When it comes to dive watches, the Rolex Submariner and the Blancpain Fifty Fathoms have been around the longest, both having made their debuts in 1953. But when scuba became popular among hobbyists during the 1960s, the number of specialist dive watches burgeoned as numerous brands added them to their catalogues.

Many of these names are now largely forgotten outside of collecting circles (such as Titus, Monvis, Lanco, Camif and Dodane, to name but a few), but one that has deservedly stood the test of time is Doxa.

Already long established as a maker of regular wristwatches, Doxa unveiled a model called the Sub Concept at the 1967 Baselworld fair – the first ever watch to feature an orange dial.

The Sub Concept was not designed merely to look the part, but as a fully functional professional instrument that was mainly obtainable only from dive shops.

Doxa’s then product boss Urs Eschle was inspired to make such a serious underwater tool watch by the burgeoning number of magazine articles, documentary films and television shows that had come about following the perfection of scuba during the 1950s.

Diving watches, such as the aforementioned Submariner and Fifty Fathoms, had been available for more than a decade, but they were mostly worn by military and professional divers and were expensive to buy.

Doxa Army watch with bronze bezel

But Eschle saw a market for a more affordable, purpose-designed watch made for the growing army of amateur sport divers. So, in 1962, he set out to develop the original Doxa Sub with the help of Claude Wesly, a member of aqualung co-inventor Jacques Cousteau’s underwater exploration team.

But no sooner had the watch been introduced than Eschle set about refining it, releasing both the Sub 200 T.Graph and the Sub 300T Conquistador in 1969, the latter being the first diving watch to feature a helium release valve in order to prevent a build up of tiny molecules of the gas from blowing the crystal off during a diver’s ascent to the surface.

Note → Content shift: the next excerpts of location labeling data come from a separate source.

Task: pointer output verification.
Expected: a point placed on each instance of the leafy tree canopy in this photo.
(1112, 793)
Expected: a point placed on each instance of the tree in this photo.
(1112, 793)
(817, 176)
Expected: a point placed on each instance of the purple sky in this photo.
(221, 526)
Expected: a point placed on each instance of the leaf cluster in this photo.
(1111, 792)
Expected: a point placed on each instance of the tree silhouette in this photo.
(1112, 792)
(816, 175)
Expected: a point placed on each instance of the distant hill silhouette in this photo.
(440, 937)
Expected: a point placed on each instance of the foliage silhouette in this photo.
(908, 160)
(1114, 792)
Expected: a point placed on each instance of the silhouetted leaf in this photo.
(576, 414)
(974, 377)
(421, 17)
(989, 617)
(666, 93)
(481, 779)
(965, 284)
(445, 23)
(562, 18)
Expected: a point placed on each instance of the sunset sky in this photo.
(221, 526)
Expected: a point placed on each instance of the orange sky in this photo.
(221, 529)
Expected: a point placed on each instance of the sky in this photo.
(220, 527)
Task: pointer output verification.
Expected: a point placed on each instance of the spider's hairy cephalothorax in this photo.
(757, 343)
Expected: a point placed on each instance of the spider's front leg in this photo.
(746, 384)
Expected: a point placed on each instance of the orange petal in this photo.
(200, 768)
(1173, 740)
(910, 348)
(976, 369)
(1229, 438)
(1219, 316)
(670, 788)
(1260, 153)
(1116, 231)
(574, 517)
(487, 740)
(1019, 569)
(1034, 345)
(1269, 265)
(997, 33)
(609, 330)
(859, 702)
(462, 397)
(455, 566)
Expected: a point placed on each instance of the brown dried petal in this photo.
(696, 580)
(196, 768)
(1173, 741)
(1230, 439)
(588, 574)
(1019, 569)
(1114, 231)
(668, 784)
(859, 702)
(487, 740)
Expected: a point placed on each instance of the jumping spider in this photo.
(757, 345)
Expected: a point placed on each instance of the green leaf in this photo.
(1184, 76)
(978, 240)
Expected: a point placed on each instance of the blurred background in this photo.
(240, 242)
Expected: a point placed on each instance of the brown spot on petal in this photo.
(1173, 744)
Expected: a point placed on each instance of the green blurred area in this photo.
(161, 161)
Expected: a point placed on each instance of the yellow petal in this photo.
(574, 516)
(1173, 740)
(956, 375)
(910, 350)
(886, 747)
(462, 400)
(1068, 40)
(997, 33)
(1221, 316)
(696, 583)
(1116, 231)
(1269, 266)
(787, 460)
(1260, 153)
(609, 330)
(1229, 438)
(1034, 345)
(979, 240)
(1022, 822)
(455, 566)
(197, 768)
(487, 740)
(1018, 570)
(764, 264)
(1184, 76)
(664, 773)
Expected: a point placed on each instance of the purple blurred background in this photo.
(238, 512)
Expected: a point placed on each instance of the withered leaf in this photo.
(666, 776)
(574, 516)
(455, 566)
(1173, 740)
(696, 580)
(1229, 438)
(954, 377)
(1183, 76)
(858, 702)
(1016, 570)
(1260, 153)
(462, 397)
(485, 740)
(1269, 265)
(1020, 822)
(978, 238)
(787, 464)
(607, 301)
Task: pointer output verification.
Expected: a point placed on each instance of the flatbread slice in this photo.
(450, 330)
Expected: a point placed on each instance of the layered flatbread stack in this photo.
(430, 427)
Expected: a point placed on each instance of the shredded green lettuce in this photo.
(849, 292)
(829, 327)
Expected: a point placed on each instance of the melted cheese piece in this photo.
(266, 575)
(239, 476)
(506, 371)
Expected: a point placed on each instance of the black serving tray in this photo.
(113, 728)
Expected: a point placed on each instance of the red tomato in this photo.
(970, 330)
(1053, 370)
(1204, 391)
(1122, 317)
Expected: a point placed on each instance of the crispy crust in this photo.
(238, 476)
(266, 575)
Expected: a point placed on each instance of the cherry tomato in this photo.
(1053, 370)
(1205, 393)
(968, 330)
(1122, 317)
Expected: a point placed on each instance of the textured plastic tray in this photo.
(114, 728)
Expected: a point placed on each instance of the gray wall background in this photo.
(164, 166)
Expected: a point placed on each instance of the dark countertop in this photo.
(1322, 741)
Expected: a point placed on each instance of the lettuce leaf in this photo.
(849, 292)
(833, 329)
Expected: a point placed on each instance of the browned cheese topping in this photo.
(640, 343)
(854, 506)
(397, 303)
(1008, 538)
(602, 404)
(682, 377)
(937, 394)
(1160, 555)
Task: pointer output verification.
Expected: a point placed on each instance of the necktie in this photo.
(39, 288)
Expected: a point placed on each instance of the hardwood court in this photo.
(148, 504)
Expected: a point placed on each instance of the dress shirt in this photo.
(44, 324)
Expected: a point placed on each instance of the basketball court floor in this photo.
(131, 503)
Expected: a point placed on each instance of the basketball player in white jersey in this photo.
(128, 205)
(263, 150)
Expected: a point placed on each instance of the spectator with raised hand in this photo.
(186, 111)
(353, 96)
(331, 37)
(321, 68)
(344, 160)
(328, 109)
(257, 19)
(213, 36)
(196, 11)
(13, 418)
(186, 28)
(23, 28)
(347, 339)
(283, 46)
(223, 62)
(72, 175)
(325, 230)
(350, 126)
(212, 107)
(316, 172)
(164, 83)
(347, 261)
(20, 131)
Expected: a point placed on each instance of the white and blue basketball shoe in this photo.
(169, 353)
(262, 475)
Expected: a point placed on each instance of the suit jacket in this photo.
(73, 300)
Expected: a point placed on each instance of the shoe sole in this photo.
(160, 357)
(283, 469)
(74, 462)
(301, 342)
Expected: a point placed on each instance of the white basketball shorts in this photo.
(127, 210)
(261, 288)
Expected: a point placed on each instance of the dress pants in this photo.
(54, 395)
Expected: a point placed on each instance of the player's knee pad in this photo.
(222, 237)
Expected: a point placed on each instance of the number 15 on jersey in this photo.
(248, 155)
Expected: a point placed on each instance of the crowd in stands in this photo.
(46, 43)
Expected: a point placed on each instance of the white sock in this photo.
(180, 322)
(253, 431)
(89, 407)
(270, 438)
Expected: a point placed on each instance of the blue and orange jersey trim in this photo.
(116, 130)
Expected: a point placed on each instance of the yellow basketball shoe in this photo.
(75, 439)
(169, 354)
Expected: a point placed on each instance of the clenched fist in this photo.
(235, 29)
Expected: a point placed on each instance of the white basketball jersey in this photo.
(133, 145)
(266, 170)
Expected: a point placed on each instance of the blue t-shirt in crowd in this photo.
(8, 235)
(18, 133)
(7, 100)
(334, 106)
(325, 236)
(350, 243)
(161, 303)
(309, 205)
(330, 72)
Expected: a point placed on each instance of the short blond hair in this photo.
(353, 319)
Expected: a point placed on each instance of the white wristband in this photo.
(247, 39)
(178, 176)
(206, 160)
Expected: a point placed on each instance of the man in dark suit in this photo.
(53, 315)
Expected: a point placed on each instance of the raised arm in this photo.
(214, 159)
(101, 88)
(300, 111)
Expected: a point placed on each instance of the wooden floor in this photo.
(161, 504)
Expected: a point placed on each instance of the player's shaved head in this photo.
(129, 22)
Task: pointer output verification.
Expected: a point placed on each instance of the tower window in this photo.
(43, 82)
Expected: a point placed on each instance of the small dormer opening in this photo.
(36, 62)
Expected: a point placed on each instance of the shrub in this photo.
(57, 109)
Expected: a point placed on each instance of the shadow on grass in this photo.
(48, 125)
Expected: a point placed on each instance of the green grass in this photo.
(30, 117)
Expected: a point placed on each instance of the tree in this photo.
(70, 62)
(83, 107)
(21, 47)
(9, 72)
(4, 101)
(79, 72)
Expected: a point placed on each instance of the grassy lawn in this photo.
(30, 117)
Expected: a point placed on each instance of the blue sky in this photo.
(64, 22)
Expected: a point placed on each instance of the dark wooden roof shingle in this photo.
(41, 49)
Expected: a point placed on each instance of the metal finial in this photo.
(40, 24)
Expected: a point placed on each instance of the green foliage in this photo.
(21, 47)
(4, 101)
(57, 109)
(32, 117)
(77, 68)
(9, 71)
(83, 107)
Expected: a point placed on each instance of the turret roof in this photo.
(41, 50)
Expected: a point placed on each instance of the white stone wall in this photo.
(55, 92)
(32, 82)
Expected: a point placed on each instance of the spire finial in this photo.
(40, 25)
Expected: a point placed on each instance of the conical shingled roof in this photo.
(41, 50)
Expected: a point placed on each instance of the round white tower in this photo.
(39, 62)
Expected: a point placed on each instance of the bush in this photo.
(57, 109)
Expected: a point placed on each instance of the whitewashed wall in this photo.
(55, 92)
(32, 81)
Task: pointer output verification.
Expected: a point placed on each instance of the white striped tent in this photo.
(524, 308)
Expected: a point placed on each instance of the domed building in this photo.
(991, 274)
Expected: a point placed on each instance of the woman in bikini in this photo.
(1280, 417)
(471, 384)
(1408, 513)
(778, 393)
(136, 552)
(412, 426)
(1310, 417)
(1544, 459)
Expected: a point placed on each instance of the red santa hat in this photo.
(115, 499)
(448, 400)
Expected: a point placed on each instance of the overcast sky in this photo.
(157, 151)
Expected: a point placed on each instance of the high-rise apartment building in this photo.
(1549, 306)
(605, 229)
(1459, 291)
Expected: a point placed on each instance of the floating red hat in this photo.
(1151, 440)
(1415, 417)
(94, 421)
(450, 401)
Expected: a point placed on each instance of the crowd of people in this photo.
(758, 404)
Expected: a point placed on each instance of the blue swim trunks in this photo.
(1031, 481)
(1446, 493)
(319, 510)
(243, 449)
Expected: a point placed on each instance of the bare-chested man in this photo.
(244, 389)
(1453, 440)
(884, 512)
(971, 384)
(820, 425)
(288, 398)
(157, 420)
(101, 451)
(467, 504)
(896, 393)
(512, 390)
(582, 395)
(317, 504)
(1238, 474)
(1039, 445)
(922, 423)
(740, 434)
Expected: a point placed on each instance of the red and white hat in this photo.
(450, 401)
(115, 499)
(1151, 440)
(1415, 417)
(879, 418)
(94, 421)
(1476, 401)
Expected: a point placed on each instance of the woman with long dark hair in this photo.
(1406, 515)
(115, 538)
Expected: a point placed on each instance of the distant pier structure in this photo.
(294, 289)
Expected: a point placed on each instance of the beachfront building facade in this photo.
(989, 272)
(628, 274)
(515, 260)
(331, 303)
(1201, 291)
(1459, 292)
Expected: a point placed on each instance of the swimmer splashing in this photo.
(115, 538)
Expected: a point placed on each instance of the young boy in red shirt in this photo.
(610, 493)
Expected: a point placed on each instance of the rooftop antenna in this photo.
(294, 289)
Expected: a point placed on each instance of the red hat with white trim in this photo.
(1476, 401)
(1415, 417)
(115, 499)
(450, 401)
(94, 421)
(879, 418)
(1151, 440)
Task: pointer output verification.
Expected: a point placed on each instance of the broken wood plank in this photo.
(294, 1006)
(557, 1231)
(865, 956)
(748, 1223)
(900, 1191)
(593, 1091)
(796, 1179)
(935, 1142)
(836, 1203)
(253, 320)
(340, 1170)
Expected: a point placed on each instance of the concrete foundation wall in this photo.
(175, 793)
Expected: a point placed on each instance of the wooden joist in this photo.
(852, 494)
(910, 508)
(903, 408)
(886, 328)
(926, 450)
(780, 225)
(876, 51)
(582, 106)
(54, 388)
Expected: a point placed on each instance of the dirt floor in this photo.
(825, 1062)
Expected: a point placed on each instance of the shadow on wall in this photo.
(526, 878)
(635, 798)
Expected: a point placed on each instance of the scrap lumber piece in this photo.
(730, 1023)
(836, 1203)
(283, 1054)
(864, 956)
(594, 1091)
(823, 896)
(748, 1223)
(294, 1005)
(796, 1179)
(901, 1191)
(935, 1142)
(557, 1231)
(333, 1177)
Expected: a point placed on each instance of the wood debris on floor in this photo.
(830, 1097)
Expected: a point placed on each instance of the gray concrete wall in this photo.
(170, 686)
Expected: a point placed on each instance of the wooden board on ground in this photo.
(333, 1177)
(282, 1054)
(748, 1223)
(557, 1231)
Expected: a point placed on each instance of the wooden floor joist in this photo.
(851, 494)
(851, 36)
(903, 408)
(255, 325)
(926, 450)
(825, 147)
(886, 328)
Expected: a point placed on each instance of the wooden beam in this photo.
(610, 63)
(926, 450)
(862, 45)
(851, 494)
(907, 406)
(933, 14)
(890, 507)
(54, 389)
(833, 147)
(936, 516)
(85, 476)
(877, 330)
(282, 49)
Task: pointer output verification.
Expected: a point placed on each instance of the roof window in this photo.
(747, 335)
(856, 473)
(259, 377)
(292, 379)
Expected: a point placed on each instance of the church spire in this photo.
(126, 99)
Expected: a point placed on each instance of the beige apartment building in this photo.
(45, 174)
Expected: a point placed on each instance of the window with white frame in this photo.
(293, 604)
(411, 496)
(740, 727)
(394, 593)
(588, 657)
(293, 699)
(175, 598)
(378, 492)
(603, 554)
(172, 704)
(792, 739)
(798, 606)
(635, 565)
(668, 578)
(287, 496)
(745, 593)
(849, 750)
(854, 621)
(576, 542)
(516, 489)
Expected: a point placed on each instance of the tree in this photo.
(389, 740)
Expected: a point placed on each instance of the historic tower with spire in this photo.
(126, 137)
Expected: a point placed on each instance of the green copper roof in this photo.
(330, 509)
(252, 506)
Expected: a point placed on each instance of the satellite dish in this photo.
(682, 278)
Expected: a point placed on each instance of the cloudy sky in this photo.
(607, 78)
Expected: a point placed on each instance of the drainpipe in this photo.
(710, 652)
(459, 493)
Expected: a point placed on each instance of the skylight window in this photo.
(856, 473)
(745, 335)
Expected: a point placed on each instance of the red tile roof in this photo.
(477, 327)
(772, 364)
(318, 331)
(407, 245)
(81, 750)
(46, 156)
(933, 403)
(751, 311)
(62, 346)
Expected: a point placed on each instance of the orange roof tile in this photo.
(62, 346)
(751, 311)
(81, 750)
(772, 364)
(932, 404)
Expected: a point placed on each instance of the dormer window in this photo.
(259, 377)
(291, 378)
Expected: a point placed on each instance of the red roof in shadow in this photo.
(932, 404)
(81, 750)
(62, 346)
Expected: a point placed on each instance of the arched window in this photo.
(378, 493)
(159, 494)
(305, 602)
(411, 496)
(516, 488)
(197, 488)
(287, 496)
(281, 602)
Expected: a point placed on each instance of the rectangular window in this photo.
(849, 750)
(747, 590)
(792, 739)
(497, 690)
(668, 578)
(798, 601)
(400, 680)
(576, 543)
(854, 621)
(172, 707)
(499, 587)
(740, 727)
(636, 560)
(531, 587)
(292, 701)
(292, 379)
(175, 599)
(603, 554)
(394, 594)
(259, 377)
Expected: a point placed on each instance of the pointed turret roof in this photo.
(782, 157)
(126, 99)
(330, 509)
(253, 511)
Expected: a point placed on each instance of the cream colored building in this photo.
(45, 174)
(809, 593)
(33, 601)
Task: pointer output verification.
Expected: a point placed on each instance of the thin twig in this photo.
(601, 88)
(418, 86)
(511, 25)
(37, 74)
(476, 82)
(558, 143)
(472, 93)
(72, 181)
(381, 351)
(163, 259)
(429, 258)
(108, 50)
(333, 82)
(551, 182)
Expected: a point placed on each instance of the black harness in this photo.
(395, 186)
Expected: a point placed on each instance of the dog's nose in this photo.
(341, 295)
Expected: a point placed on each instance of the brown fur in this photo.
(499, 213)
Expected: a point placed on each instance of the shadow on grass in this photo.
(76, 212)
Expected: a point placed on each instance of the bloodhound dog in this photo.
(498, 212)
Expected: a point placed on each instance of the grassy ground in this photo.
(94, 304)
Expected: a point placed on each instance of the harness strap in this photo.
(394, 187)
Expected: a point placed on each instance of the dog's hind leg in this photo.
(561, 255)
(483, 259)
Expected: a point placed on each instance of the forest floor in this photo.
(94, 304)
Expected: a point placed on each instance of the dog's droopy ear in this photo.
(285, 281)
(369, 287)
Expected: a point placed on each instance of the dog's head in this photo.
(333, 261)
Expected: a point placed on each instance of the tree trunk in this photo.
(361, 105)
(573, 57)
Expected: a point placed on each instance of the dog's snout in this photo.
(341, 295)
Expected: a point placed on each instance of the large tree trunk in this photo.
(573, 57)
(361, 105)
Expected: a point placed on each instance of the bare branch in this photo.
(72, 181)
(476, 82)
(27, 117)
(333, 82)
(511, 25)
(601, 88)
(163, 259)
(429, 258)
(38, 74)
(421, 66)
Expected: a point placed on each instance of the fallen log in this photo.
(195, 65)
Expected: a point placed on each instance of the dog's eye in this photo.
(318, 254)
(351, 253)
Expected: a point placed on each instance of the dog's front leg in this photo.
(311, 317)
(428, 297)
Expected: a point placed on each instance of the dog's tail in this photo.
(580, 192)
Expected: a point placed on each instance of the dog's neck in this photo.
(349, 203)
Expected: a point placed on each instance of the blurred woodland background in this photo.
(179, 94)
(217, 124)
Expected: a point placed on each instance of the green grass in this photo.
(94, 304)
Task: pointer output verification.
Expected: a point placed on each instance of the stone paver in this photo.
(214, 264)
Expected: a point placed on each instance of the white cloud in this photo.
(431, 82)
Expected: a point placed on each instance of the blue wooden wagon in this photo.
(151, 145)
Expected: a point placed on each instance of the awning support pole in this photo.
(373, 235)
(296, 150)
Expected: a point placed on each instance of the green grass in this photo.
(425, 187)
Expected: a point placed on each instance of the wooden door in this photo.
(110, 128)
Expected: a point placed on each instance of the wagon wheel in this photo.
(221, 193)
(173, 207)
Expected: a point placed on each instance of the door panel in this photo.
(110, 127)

But despite the capabilities of the various dive models, the watches failed to prevent Doxa from ‘going under’ when the so-called quartz crisis hit the Swiss watch industry a few years later.

The brand was, however, re-born in 2001 and duly returned to dive watch production – inspired, no doubt, by burgeoning interest from collectors worldwide in its many vintage models.

There’s now a vast line-up of Sub models in multiple dial colours and the range is far and away the brand’s bestseller – and now there’s a variation on the theme, Army, following the discovery that Doxa was called upon to supply watches to the specialist diving units of the Swiss forces during the early 1970s.

Specifics are as hazy as the floor of Lake Geneva, but it seems dials were black and beige, hands were orange and cases were made from blackened steel.

Having launched a limited-edition re-issue in black ceramic earlier this year (now sold out), Doxa has recently unveiled two new steel versions, one with a steel bezel with black ceramic inlay, the other with a bronze bezel and green inlay. Choose from a steel bracelet or rubber strap and get a camouflage NATO-style band thrown in.